Enviada em 20/10/2018

Hodiernamente, os indivíduos buscam cada vez mais o uso do cigarro e esse hábito gera um grande prejuízo tanto à saúde de quem utiliza quanto ao governo, por ter de arcar com o tratamento do fumante. Esse empecilho é agravado pela cultura do povo, pois o fumo está presente desde os setores mais pobres até os mais favorecidos da sociedade, o que é uma consequência da colonização brasileira feita por europeus. Além disso, o fator econômico é influenciador da temática, já que os grandes empresários fomentam a prática diária de fumar, para que lucrem sobre isso em uma visão puramente mercadológica.

À vista disso, historiadora Ruth Benedict denota: “A cultura é como uma lente pela qual o homem enxerga o mundo”. Nessa frase a autora deixa evidente a estreita relação entre a cultura de um indivíduo e suas ações, sejam elas cotidianas ou não. Isso é provado com influência dos hábitos europeus desde os primórdios da colonização até a realidade presente, visto que costumes como o tabagismo são ainda frequentes na mentalidade moderna. Dessa maneira, a dificuldade do combate ao cigarro é fundamentada na realidade em que os indivíduos foram, culturalmente, expostos, o que é confirmado com o poema “Pronominais” de Oswald de Andrade, em que o autor critica o uso dos pronomes de maneira rebuscada e usa o ato de fumar como um exemplo de uma situação corriqueira.

Consoante a isso, o economista Ludwig Von Mises disserta: “As ações no mercado levam o homem a categorizar os seus ideais somente ao âmbito mercadológico”. Isso é notado com as grandes indústrias do cigarro que se utilizam dos meios de comunicação para incentivar tabagismo, uma vez que acumulam uma quantidade exorbitante de capital com essas ações. Desse modo, se o mercado é movido pelo interesse financeiro e o ambiente é culturalmente propício para manipulação, por meio dos vícios, é evidente que a conjuntura econômica dominará e influenciará a sociedade, sendo assim, movida pelo interesse de poucos e prejudicando o embate à problemática.

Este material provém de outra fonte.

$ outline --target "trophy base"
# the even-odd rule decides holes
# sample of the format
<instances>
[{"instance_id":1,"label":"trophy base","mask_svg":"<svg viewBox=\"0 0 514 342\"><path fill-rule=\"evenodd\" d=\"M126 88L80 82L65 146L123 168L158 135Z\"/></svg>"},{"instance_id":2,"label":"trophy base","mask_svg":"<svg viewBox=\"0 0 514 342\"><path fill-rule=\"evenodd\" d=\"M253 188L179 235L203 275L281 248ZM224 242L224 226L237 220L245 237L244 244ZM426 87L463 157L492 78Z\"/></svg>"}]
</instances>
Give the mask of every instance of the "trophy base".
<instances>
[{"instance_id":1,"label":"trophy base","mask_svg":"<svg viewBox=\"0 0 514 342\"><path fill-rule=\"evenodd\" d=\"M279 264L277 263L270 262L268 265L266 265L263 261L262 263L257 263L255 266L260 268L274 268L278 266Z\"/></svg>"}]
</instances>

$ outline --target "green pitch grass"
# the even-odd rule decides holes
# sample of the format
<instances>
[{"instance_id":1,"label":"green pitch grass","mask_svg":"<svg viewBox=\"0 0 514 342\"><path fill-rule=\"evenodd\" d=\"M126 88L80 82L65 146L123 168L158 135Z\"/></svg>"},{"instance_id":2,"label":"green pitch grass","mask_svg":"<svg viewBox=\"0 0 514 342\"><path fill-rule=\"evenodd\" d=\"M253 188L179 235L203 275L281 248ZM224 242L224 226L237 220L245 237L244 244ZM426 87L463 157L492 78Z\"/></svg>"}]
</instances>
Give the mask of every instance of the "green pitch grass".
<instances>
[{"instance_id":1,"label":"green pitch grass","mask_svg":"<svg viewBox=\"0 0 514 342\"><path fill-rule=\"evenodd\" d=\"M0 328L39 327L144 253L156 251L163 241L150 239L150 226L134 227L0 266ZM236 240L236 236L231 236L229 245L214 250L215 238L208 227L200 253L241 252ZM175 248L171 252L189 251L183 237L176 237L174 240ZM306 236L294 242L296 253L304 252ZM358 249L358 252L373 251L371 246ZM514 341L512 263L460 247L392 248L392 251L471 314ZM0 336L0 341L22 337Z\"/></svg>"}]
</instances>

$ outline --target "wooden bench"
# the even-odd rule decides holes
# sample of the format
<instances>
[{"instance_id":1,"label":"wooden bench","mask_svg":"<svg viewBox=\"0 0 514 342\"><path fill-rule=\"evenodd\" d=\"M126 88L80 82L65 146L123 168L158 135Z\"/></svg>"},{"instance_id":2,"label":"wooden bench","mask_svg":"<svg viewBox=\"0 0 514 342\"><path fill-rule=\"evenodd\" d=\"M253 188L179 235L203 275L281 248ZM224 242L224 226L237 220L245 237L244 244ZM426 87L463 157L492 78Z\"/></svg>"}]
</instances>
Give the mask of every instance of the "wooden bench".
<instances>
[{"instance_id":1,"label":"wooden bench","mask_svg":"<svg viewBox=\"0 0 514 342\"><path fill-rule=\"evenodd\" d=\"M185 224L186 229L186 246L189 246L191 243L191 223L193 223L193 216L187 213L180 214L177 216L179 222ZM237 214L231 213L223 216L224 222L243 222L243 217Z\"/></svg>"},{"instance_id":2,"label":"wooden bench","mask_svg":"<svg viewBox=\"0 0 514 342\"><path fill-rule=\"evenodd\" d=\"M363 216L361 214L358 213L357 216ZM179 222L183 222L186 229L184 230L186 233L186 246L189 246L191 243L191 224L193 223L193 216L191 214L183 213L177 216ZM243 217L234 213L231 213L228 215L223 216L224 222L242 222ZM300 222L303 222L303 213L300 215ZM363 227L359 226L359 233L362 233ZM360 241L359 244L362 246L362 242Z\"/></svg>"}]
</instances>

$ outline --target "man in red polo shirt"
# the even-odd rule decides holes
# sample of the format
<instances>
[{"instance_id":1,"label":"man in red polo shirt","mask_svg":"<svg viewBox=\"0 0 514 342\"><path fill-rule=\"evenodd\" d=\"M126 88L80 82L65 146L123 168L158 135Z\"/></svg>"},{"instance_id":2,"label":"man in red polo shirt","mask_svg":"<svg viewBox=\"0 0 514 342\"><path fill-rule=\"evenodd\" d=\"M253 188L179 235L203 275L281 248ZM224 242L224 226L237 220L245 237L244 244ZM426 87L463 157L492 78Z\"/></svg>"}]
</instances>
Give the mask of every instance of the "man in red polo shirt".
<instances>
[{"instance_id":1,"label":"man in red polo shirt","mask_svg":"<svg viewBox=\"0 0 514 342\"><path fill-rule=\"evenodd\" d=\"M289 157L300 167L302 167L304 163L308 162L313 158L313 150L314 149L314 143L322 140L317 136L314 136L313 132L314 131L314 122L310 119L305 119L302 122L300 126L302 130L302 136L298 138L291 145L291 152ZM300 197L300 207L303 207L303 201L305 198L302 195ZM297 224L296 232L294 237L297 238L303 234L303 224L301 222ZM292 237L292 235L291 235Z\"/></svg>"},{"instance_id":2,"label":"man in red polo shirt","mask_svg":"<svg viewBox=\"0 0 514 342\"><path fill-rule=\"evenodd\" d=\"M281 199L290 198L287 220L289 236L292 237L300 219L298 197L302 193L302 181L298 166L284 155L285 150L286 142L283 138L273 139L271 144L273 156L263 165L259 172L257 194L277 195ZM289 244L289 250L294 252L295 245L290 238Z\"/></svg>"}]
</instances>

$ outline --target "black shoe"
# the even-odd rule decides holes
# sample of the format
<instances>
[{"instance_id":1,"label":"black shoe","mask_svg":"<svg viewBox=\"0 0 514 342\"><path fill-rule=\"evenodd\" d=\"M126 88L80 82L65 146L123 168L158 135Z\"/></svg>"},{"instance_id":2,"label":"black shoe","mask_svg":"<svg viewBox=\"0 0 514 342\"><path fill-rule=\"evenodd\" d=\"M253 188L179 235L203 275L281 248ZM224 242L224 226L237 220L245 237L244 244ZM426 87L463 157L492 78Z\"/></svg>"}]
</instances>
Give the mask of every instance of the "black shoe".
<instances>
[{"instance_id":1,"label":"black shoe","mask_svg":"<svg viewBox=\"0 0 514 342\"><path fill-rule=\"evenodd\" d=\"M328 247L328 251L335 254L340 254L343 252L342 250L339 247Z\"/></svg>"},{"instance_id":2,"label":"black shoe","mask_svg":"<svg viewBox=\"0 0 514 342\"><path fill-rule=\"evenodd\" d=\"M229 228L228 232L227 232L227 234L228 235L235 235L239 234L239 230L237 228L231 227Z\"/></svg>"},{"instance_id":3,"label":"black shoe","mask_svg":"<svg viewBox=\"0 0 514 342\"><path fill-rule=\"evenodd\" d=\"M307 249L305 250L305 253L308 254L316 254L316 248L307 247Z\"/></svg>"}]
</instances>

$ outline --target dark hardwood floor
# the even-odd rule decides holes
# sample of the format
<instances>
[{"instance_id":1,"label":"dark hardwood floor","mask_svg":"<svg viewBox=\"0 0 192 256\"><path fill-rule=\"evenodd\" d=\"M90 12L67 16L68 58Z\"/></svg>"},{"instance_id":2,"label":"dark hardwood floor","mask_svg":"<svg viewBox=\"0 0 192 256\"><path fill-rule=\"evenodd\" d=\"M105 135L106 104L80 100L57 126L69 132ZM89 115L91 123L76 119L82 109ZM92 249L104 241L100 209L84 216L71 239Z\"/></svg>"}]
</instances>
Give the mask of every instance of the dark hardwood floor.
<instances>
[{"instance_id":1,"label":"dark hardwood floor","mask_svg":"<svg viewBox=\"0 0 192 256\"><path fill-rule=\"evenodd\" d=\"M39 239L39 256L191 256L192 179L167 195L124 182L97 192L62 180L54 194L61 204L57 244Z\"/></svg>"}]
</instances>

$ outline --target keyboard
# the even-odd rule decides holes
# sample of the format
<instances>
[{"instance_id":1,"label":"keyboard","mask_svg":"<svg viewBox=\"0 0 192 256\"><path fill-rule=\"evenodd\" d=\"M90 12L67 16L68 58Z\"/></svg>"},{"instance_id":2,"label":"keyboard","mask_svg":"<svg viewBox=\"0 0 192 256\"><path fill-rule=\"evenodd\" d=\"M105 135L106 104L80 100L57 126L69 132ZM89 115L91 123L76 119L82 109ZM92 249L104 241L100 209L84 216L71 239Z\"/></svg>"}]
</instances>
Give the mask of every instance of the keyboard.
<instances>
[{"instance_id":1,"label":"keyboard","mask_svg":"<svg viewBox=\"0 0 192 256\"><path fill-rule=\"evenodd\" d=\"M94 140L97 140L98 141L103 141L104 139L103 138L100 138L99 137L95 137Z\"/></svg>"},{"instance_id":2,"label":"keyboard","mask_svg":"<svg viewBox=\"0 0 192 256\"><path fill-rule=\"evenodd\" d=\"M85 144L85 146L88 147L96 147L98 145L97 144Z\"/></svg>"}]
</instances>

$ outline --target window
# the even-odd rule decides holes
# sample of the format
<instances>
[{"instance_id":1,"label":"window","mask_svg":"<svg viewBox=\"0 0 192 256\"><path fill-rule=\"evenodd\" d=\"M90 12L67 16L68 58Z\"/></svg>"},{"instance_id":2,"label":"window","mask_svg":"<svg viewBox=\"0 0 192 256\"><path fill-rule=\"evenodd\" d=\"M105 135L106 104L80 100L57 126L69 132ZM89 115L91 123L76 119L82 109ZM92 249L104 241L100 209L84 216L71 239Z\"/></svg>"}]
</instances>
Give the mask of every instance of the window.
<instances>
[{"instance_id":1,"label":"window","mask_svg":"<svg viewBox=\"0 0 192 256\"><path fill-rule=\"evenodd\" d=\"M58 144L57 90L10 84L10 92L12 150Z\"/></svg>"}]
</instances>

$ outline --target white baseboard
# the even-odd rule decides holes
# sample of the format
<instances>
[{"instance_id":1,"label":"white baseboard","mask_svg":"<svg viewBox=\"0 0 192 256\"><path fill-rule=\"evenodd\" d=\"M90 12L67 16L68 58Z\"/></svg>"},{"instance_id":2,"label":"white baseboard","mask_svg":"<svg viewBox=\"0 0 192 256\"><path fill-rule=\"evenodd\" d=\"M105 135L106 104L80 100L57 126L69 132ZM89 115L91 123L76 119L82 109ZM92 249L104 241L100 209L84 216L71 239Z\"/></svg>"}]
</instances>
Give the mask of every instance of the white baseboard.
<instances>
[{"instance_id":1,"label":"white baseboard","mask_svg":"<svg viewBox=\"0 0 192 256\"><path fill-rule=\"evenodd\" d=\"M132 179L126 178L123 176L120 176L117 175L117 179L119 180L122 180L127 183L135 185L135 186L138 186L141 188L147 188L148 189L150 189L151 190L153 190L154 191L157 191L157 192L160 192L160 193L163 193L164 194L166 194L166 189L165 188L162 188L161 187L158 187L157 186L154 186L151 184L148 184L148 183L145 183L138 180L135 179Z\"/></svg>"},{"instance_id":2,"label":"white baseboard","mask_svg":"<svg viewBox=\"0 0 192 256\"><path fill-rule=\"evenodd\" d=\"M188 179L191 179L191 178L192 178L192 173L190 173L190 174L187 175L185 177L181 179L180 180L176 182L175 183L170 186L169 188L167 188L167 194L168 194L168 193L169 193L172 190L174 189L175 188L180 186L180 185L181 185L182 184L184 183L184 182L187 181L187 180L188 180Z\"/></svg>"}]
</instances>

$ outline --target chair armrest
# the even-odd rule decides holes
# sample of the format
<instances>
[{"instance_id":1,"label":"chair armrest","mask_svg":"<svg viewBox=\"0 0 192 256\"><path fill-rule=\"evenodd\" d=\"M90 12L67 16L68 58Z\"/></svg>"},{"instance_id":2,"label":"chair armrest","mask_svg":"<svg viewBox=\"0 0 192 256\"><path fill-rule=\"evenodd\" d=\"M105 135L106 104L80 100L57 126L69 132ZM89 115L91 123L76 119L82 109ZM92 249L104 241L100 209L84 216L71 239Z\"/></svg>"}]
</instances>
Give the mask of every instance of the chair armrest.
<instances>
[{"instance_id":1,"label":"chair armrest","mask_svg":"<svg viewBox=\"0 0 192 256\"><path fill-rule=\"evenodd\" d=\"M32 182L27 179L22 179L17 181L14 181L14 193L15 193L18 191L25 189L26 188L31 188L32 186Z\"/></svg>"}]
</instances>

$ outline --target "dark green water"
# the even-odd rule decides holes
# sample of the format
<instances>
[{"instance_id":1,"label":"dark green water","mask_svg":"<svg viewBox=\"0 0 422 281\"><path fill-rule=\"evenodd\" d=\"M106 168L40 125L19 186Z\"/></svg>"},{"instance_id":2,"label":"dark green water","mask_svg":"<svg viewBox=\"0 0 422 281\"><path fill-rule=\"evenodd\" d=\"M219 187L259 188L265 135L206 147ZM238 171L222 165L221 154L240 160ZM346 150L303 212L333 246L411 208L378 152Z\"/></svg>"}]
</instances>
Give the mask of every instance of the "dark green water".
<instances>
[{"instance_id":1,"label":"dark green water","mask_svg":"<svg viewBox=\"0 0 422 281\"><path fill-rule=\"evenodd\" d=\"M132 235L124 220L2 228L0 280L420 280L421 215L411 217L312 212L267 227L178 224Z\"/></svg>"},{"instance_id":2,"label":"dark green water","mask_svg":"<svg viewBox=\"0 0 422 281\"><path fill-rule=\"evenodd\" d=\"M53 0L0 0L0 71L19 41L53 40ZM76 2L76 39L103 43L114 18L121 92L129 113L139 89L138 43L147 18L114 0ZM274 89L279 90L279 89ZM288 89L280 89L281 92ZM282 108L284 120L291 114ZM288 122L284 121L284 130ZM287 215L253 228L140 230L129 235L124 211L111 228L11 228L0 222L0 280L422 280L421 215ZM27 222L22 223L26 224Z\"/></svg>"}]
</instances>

Portanto, para sanar os problemas devem ser feitas mudanças. Assim, cabe ao Ministério da Educação conscientizar o povo, por meio de um projeto que tenha como base a realização de palestras em locais públicos com o tema “Tabagismo e seus males”, para que a população tenha agora os conhecimentos sobre o fumo e possam quebrar o paradigma cultural. Ademais, é dever do Ministério da Fazenda taxar as empresas que fabricam o cigarro, por intermédio de um plano que consista na criação de um novo imposto que seria votado na Câmara dos Deputados e aplicado nacionalmente, para que o preço aumente e a venda unitária do produto caia exponencialmente e o poder de influência dessas empresas, consequentemente, diminuam, tendo em vista a sua fragilidade no mercado.